Le professeur Duff Conacher, de l’Université d’Ottawa, cofondateur de Democracy Watch, un groupe qui milite pour la responsabilité sociale des entreprises et des gouvernements, recommande aussi l’adoption d’un code de conduite pour les relations publiques. Il souhaite en plus la création de registres nationaux de cette pratique, comme il en existe un au Canada et au Québec pour les lobbyistes. « Le public doit connaître toutes les relations qui existent entre les compagnies et les gouvernements », dit-il.

Le professeur cite le cas récent d’Aecon Group acquis il y a quelques mois par le géant chinois CCCC. Le Globe and Mail a révélé que les firmes de relations publiques Navigator et Ensight de Toronto ont aidé Michael Beaty à rencontrer des députés en le présentant comme un homme d’affaires s’opposant à la prise de contrôle d’Aecon. Le quotidien a révélé les condamnations pour fraudes de l’étrange personnage.

« C’est un criminel, il a menti au Globe and Mail, personne ne sait pourquoi il fait ce qu’il fait dans le dossier Aecon et le registre des lobbyistes ne nous renseigne pas sur ces problèmes, dit M. Conacher. Il faut plus de transparence pour que le public puisse décider si ce genre de démarches est démocratique. »

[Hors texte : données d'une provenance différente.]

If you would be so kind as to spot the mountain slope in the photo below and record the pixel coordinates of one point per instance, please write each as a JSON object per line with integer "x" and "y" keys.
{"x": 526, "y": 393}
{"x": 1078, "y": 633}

Le «casting» de la fourberie

Les Gupta. Trois frères, Ajay, Atul et Rajesh (surnommé Tony) Gupta, originaires de l’Uttar Pradesh en Inde, s’installent en Afrique du Sud, peu après la fin de l’apartheid, en 1993. Le trio est alors dans la quarantaine. Leur compagnie technologique, Sahara Computers, accroît rapidement ses profits et ses investissements dans les mines, l’énergie ou les médias.

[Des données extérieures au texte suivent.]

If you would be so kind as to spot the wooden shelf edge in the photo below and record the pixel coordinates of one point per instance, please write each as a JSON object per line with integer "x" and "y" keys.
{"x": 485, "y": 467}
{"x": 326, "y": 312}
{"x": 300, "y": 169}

Les Zuma. Jacob Zuma, ancienne figure de la lutte contre l’apartheid, vient de démissionner de la présidence de l’Afrique du Sud après plusieurs accusations de corruption. Il a trois épouses officielles, plusieurs maîtresses et de nombreux enfants qu’il arrose par ses largesses népotiques et les cadeaux ostentatoires. L’affairisme du très large clan Zuma touche les marchés publics et privés, implique des firmes nationales et internationales.

Les Zupta. Les liens entre les deux familles (d’où le surnom fusionnel) s’affichent dans les embauches. Bongi Ngema-Zuma, une des femmes du président, travaillait aux communications de JIC Mining Services (une entreprise Gupta). Sa fille Duduzile Zuma était directrice de Sahara Computers, l’entreprise mère de l’empire Gupta. Elle a démissionné. Son fils Duduzane travaillait aussi pour les Gupta, mais il a abandonné ses fonctions à la suite de pressions populaires.